4° cosa bella – i tutorial di ZoeBakes

Dovete (DOVETE) assolutamente seguire Zoë François su Instagram, una bellissima signora che vive a Minneapolis e che fa i migliori tutorial di dolci dell’universo. DELL’UNIVERSO!
Li trovate nelle sue Story in evidenza, e – Dio la benedica – ne pubblica uno nuovo quasi tutti i giorni.
I filmati sono minimalisti: su un piano di marmo vediamo le sue mani lavorare contornate da ciotoline con gli ingredienti, senza voce, solo Spotify in sottofondo, e didascalie che spiegano cosa sta succedendo.
I dolci che prepara sono elegantissimi anche se fatti in casa e, con la sua guida, a portata di tutti.
Ogni tutorial è un vero corso di cucina gratis in cui ci viene spiegato cosa succede se facciamo una cosa piuttosto che un’altra, perché Zoë sa che impariamo di più se capiamo cosa stiamo facendo.
Ha scritto molti libri e tiene lezioni negli USA e Canada, ma onestamente, con i video che fa, insegna già tantissimo!

Ps – sapere l’inglese aiuta a capire le battute (fa pure ridere), ma i filmati sono abbastanza chiari per essere seguiti alla cieca.
Una cosa che anche no – le posate di legno

Si potrebbe ragionare se è peggio dover assaggiare il risotto da un cucchiaio di legno o succhiare via gli ultimi fasti di un ghiacciolo dallo stecchino: ma è come discutere del sesso degli angeli, perché entrambi ti aizzano una pelle d’oca alta così e ti fanno diventare la bocca della misura di un chicco di uva passa (avrei detto di un culo di gallina, ma faceva brutto).
Però sono mali universali e codificati: tutti sanno che cucchiaio di legno e stecchino del ghiacciolo sono una cosa che anche no.
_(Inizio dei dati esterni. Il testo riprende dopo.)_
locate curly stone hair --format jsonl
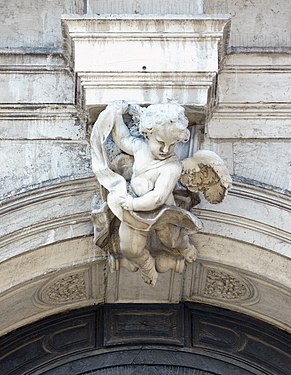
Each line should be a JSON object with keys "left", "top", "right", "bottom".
{"left": 129, "top": 102, "right": 190, "bottom": 143}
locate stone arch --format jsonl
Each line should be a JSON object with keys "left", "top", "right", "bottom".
{"left": 0, "top": 179, "right": 290, "bottom": 336}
Li portano alla bocca solo i camionisti ubriachi per mangiare il vindaloo, giusto prima di spaccarsi in fronte una bottiglia di vodka.
E allora perché, da Eataly, se prendi un menu firmato da uno chef di punta come Marco Visciola, a fine pranzo ti portano la Sacher con una forchettina di legno?
La guardo con sospetto prima di fare un tentativo, non voglio credere che sia di “quel” tipo di legno. Sarà di liscio bambù, chissà per quale vezzo dello chef!
E invece.
È proprio fatta di stecchino del ghiacciolo.

La cameriera passando nota la smorfia avicola della mia bocca, mi porta una forchetta vera e con tenerezza mi dice: “Non lo capisco nemmeno io, perché lo fanno”.